A Randomised, Partly-blinded Investigation to Evaluate the Clinical Performance and Safety of pHyph in Adult Women With Bacterial Vaginosis Compared With an Untreated Control Group

Inclusion Criteria

• •1. Willing and able to give written informed consent for participation in the clinical investigation, and to comply with all clinical investigation requirements.
• •2. Adult, post-menarchal, pre-menopausal women aged 18 years or older.
• •3. Diagnosis of BV according to Amsel's criteria, defined as having at least 3 of the 4 following criteria:
• •* Thin, white, yellow, homogeneous discharge.
• •* Clue cells on microscopy (\>20% of epithelial cells).
• •* pH of vaginal fluid \>4.5.
• •* Release of "fishy odour", i.e., a positive "whiff test" when alkali (10% KOH solution) is added. This symptom must be present.
• •4. Negative urine pregnancy test at screening.
• •5. Willing to refrain from using any intravaginal products (e.g., contraceptive creams, gels, foams, sponges, lubricants or tampons, etc.) until Day 7 and the following 24 hours after each pHyph administration during weekly treatment.
• •6. Willing to use condoms during any sexual intercourse with a male sexual partner until the initial pHyph treatment is completes.
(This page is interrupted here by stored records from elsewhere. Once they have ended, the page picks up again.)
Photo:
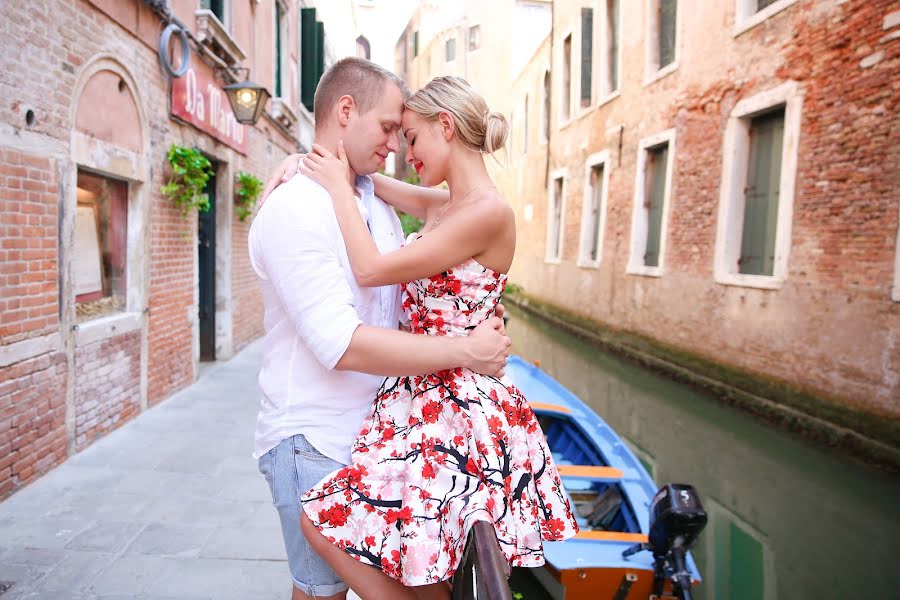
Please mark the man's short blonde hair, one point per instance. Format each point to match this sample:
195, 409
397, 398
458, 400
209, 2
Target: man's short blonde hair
359, 78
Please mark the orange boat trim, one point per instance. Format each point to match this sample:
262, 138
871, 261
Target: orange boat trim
548, 406
612, 536
589, 472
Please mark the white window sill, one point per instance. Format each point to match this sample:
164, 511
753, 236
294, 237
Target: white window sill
107, 327
761, 282
644, 271
751, 21
661, 73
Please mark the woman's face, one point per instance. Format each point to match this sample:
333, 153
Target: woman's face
427, 148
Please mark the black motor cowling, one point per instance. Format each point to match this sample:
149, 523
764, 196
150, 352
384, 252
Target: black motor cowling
676, 520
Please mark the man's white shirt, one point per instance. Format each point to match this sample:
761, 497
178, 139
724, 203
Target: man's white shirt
312, 307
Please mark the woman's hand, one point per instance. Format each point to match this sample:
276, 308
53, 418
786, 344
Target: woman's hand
284, 171
330, 171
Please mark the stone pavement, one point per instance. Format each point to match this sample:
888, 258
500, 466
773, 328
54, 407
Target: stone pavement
170, 506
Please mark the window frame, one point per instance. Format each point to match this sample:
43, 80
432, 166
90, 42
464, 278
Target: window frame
746, 18
594, 160
729, 226
554, 176
638, 242
652, 71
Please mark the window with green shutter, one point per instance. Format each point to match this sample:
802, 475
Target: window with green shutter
309, 57
587, 54
761, 194
654, 198
612, 45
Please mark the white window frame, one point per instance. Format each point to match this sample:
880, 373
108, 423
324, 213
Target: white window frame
746, 17
639, 223
652, 71
562, 117
603, 69
594, 160
736, 148
554, 175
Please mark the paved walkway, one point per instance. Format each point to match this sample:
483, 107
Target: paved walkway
170, 506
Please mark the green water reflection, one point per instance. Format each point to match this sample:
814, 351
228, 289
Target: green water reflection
787, 520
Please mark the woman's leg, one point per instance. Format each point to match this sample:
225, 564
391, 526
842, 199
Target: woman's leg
435, 591
370, 583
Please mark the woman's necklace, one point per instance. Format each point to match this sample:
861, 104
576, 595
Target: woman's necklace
437, 219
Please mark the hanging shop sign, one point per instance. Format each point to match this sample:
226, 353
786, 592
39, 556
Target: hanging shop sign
200, 101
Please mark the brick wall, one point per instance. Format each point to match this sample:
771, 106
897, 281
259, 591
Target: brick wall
107, 386
831, 329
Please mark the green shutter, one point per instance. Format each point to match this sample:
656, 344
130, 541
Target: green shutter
654, 197
279, 49
309, 59
668, 12
320, 50
761, 195
587, 54
612, 13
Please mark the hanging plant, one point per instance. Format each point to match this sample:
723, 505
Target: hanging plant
190, 172
247, 193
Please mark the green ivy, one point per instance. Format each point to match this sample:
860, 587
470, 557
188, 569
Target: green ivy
190, 172
248, 190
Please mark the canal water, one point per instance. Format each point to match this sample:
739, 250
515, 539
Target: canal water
786, 520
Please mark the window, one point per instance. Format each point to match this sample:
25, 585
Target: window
312, 55
611, 60
566, 102
662, 36
593, 215
545, 121
587, 54
450, 50
363, 48
653, 183
218, 8
756, 198
555, 217
750, 13
525, 126
474, 37
280, 45
101, 250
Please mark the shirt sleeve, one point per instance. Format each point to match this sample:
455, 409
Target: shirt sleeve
301, 261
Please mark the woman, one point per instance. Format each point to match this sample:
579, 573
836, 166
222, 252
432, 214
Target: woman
442, 451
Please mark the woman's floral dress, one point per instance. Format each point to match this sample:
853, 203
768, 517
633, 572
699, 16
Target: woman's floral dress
441, 452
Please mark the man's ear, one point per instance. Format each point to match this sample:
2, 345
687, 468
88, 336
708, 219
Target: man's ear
346, 106
448, 127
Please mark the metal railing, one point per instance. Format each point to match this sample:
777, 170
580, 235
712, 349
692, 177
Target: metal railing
484, 570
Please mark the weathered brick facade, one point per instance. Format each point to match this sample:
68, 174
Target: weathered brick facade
831, 328
66, 381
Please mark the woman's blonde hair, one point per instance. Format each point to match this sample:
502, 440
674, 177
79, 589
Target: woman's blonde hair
477, 127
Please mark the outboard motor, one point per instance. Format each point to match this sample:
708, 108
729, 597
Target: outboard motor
676, 520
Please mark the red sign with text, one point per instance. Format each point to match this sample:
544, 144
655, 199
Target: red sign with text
197, 99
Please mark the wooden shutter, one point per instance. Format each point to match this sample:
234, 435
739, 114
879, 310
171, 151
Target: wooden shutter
668, 10
587, 52
761, 195
309, 59
654, 196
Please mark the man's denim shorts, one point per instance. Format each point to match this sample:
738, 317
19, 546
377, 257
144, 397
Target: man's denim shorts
291, 469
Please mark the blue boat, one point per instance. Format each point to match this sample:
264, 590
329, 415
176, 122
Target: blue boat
616, 503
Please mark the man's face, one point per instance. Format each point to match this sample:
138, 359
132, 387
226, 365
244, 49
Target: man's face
370, 137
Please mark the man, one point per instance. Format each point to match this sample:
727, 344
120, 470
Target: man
329, 342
For patients starting with pHyph on Day 0, this means from Visit 1 (Day 0) until Visit 2 (Day 7). For patients that do not receive any treatment between Day 0 and Day 7, this means from Visit 1 (Day 0), and if they receive pHyph from Day 7, until their Visit 2 (Day 14).
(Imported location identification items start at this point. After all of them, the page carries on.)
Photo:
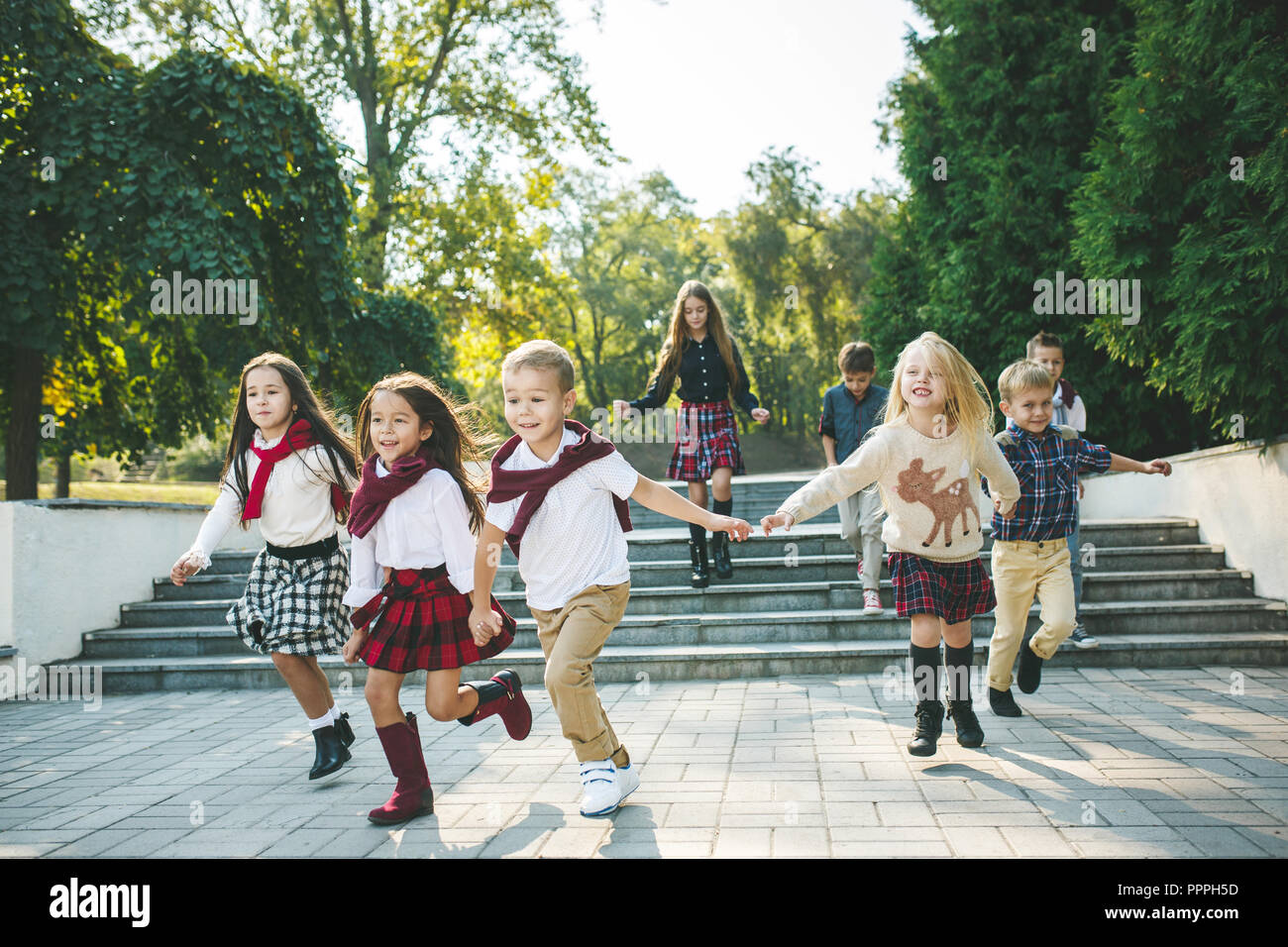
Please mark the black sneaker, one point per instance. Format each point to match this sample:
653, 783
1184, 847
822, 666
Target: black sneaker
1029, 676
1003, 703
969, 732
930, 727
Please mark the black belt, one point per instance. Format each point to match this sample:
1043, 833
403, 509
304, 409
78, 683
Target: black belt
312, 551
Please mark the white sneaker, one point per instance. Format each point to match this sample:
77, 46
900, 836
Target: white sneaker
605, 787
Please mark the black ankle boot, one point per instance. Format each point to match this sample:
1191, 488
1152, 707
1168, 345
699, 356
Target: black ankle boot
344, 729
930, 727
720, 554
331, 753
698, 556
969, 732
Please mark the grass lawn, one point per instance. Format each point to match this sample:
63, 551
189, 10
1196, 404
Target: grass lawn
201, 493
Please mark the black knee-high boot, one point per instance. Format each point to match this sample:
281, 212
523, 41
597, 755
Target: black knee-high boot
930, 711
698, 556
958, 664
720, 540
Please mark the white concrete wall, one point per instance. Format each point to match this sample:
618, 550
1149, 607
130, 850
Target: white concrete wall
1237, 493
67, 566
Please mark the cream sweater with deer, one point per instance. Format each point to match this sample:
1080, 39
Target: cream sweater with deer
931, 495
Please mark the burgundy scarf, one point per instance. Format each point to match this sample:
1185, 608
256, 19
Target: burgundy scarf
507, 484
297, 437
374, 492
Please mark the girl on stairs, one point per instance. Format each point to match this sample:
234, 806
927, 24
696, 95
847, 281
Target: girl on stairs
412, 522
288, 468
926, 459
704, 357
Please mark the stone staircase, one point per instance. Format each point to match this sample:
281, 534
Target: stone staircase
1155, 596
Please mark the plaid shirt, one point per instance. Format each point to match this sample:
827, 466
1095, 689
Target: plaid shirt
1047, 467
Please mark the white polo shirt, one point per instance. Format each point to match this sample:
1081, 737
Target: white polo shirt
574, 540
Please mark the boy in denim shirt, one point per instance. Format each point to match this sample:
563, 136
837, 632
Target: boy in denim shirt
850, 410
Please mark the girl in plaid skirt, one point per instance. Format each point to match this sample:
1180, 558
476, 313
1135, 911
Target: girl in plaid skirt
288, 468
412, 522
926, 458
704, 357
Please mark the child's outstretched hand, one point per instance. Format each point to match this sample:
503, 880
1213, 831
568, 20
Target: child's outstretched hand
353, 647
484, 625
187, 566
737, 528
784, 519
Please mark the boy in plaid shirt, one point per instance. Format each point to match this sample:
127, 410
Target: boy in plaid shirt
1030, 552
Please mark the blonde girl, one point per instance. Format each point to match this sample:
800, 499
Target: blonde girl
926, 459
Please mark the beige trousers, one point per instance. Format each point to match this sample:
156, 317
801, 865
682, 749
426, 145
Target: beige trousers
572, 639
1020, 571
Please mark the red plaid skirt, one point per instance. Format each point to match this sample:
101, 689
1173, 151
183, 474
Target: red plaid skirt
953, 590
425, 626
706, 438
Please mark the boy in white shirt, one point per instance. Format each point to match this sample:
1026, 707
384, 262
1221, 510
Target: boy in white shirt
559, 499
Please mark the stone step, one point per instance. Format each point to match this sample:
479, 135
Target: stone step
823, 539
645, 664
1212, 616
837, 567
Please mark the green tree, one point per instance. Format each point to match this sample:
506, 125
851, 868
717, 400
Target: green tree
1188, 193
993, 125
116, 179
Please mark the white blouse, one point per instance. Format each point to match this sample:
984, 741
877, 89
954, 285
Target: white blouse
296, 508
426, 525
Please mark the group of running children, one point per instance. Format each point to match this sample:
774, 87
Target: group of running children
413, 591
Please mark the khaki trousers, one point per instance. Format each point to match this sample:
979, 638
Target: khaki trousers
572, 639
1020, 571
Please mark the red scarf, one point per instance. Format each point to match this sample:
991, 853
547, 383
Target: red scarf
297, 437
507, 484
374, 492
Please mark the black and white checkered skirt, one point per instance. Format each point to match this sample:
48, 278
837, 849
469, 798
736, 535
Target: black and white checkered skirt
292, 605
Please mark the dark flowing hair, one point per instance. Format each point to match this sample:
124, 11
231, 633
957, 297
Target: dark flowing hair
459, 434
678, 338
338, 449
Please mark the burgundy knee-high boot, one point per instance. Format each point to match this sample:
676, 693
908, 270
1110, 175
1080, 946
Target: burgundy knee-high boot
501, 694
412, 795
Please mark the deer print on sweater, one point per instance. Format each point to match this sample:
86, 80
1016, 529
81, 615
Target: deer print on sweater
917, 486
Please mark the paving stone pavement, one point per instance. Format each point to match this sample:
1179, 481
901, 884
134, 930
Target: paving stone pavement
1106, 763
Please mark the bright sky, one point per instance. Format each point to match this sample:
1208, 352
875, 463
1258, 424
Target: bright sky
700, 88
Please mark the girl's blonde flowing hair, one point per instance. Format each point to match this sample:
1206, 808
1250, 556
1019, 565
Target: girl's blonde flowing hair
967, 403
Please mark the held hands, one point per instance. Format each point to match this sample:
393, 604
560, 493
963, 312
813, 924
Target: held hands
784, 519
484, 625
187, 566
737, 528
353, 647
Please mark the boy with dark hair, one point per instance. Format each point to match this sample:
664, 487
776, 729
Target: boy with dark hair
1068, 408
850, 410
• •7. Willing to use a method of contraception, e.g., condoms, hormonal contraception (oral, injectable, implantable, intravaginal, or transdermal), intrauterine device (IUD) or intrauterine hormone-releasing system (IUS), during any sexual intercourse that might result in pregnancy from Visit 2 (Day 7 or 14) until Visit 4 (70-77 days) to prevent pregnancy.